I have a project which requires (I think) a servlet that runs forever (sort of). It needs to go out and fetch the LAST DATE MODIFIED from the web pages of our intranet site. Say maybe at 12 midnight everynight. It needs to see if any pages are older than 30 days. Is that at all possible and if it is how would that impact the performance of the webserver (WebSphere 3.5) with other applications on it? And how could that be implemented? Thanks in advanced.

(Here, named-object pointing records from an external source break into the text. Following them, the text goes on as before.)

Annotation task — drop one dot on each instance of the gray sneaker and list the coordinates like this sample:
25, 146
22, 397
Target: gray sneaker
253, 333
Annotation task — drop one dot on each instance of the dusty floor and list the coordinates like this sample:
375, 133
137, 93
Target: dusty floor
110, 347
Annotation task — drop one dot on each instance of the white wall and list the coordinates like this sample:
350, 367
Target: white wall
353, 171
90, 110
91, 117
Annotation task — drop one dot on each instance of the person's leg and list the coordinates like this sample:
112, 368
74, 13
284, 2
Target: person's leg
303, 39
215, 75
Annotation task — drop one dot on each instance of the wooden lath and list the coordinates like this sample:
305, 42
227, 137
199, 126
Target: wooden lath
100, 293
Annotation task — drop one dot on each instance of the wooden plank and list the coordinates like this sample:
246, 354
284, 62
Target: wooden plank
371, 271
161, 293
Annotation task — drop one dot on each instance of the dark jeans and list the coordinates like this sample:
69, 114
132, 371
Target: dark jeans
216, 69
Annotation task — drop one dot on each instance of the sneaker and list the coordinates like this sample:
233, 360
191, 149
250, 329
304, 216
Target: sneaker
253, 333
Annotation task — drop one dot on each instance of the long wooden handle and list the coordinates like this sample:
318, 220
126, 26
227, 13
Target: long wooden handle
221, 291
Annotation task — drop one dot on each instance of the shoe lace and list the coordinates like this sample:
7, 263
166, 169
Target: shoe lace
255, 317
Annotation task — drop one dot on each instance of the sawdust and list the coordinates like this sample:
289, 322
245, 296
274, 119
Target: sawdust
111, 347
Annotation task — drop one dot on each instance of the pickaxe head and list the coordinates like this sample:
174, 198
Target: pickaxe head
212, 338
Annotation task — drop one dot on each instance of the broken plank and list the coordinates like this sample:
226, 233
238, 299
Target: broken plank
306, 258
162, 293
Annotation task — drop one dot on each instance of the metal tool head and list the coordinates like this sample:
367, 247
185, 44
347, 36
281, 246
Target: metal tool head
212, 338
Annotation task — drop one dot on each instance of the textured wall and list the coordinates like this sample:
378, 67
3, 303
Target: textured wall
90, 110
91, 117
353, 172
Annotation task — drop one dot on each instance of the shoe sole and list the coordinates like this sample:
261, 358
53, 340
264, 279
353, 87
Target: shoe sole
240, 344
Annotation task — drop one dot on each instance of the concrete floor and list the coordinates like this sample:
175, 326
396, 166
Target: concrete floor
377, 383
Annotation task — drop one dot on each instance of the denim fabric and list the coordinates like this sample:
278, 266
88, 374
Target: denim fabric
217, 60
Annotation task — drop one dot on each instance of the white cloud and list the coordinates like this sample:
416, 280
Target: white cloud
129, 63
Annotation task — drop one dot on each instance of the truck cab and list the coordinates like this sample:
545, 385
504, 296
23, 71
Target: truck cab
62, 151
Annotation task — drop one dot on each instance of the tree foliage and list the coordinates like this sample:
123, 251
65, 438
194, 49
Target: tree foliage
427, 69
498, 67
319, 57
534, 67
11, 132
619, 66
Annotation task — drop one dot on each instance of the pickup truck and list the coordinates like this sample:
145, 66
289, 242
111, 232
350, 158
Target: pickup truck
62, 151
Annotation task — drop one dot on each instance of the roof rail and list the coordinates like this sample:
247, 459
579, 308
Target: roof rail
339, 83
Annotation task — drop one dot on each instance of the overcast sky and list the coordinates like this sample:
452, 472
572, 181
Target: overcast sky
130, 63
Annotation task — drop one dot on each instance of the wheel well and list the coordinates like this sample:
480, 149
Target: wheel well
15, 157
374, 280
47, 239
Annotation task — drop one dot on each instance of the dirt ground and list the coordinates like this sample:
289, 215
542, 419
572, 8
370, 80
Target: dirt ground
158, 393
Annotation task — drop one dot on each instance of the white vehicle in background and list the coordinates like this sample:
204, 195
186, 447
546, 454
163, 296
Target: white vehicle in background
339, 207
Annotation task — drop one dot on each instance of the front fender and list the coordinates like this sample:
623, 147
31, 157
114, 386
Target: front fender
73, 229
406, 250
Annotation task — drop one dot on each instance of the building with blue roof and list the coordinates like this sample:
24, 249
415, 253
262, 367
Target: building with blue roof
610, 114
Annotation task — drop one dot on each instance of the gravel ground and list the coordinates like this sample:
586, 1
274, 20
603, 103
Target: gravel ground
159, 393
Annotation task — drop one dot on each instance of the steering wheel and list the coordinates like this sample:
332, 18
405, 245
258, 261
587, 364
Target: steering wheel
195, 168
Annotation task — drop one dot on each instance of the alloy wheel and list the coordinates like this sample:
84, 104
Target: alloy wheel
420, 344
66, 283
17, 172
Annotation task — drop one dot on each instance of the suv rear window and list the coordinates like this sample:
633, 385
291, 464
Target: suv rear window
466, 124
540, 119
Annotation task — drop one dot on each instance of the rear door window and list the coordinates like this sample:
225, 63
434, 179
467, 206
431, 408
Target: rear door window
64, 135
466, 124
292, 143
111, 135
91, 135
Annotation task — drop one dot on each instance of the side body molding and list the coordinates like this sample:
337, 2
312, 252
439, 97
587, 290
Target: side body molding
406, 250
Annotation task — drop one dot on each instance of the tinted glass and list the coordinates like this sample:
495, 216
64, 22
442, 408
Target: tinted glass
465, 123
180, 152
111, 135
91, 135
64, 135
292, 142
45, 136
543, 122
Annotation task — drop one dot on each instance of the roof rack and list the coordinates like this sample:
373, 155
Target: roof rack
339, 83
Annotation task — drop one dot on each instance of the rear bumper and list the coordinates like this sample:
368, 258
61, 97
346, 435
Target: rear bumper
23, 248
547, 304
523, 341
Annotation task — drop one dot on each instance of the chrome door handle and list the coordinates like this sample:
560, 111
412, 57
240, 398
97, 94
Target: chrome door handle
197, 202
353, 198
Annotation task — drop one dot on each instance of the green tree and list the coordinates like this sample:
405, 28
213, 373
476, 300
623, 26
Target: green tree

You want a separate class (not a servlet) with its own Thread to do this. You can use a servlet to get it started and to check on it's status, and maybe to pick up the report it generates. To ensure that the impact on the server is minimal, just give the Thread the lowest priority. Obviously this utility class should be designed with a "Singleton" pattern. Bill
I think what you are describing is really a special case of a more general "web portal" or "smart cache". If you consider it in this light there are a few impoertant aspects of the problem which I think you should also be considering. The first important issue is scaling the problem. You mention that your scheduled process should run at midnight, so it's probably not much use if it takes 12 hours to run! To decide how to handle the fetching of the last-modified date, you should consider how many pages you have to examine, how your software knows which URLs to look at, how long each one might take to return the information, and you need to consider what to do if any of the pages are unavailable or slow. Do you plan to keep a separate list of URLs to query? If so, how will that list be derived - manually, or via some sort of "web-spider"? If you don't have such a list, then your little "last modified" engine will also need to be responsible for fetching and parsing all the pages and extracting links to the others. This could really slow it down and add dangerous complexity. However you design your fetching process, the majority of it's time will probably be spent waiting for remote servers to return pages. To speed up the overall process you should consider running multiple "fetch" threads at once. Several threads waiting doesn't take much more CPU horsepower than one thread waiting. Running multiple parallel threads really helps if any of the URLs are unavailable or slow. Waiting for a few potentially long timeouts can cause big problems in a single-threaded solution. Losing one thread for a bit while the others keep on working is only a minor issue. I'm always wary of the Singleton pattern, as it can be very limiting if used carelessly. I would probably consider a more flexible solution (some sort of "fetcher factory", or a pool of worker threads maybe). And don't forget to make sure that whatever Collection class you are using to gather the results is thread-safe enough to allow multiple fetchers to populate it in parallel.